O presidente dos Estados Unidos, Donald Trump, disse nesta segunda-feira (5) que não haverá eleições na Venezuela nos próximos 30 dias, ao comentar a transição no país sul-americano após a captura do ditador Nicolás Maduro pelas forças americanas no sábado (3).
“Precisamos renovar o país primeiro. Não dá para ter eleições. Não há como o povo sequer votar”, disse Trump em entrevista à emissora NBC, ao ser questionado sobre a possibilidade de eleições até o início de fevereiro. “Não, vai levar um tempo. Precisamos cuidar para que o país se recupere.”
Desde a queda de Maduro, Trump não falou sobre propiciar a posse de Edmundo González, vencedor da eleição presidencial de 2024 (fraudada pelo chavismo), e descartou apoiar a chegada da líder oposicionista María Corina Machado ao poder – alegando que ela “não tem o apoio nem o respeito [necessários] dentro do país”.

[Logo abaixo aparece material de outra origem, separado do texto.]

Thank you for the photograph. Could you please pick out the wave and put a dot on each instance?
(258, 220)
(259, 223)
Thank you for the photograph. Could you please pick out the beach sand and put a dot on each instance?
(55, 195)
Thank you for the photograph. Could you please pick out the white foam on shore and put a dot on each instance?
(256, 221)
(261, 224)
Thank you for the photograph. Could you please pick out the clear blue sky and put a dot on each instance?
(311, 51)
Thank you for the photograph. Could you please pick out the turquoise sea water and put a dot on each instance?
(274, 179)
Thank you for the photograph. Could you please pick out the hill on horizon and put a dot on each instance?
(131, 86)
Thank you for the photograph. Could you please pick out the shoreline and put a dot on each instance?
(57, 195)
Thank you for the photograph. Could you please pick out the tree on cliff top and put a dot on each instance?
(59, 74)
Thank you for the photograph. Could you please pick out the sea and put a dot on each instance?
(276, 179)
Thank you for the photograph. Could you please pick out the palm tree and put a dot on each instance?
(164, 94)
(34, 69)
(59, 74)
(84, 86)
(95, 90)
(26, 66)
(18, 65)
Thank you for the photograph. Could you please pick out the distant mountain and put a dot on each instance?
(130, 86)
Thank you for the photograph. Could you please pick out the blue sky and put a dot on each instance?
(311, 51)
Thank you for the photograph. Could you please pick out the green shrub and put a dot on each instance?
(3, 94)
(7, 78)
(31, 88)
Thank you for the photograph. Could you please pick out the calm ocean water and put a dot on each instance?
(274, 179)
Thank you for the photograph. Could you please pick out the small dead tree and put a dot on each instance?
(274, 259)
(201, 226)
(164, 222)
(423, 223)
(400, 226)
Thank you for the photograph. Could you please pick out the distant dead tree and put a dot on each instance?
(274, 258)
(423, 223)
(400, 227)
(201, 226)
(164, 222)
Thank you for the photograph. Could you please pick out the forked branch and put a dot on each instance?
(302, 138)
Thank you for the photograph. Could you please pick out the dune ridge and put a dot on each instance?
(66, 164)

O presidente americano afirmou que o governo dos EUA poderá subsidiar projetos de empresas petrolíferas para reconstruir a infraestrutura do setor na Venezuela, o que poderia ser concluído em menos de um ano e meio, segundo Trump.
“Uma quantia enorme de dinheiro terá que ser gasta, e as empresas petrolíferas vão gastar, e depois serão reembolsadas por nós ou por meio da receita [do petróleo]”, afirmou.
Trump disse que membros de sua gestão, como o secretário de Estado, Marco Rubio, o de Guerra, Pete Hegseth, o vice-chefe de gabinete da Casa Branca, Stephen Miller, e o vice-presidente JD Vance, atuaram de forma cooperativa nas ações americanas na Venezuela e insistiram que Washington não está em guerra com Caracas.
“Estamos em guerra com quem vende drogas. Estamos em guerra com quem expulsa seus presos em nosso país, seus viciados em drogas e seus pacientes de hospitais psiquiátricos”, disse, reiterando sua acusação de que Maduro forçou a migração de criminosos e pessoas com problemas psiquiátricos para os EUA durante a gestão de Joe Biden (2021-2025).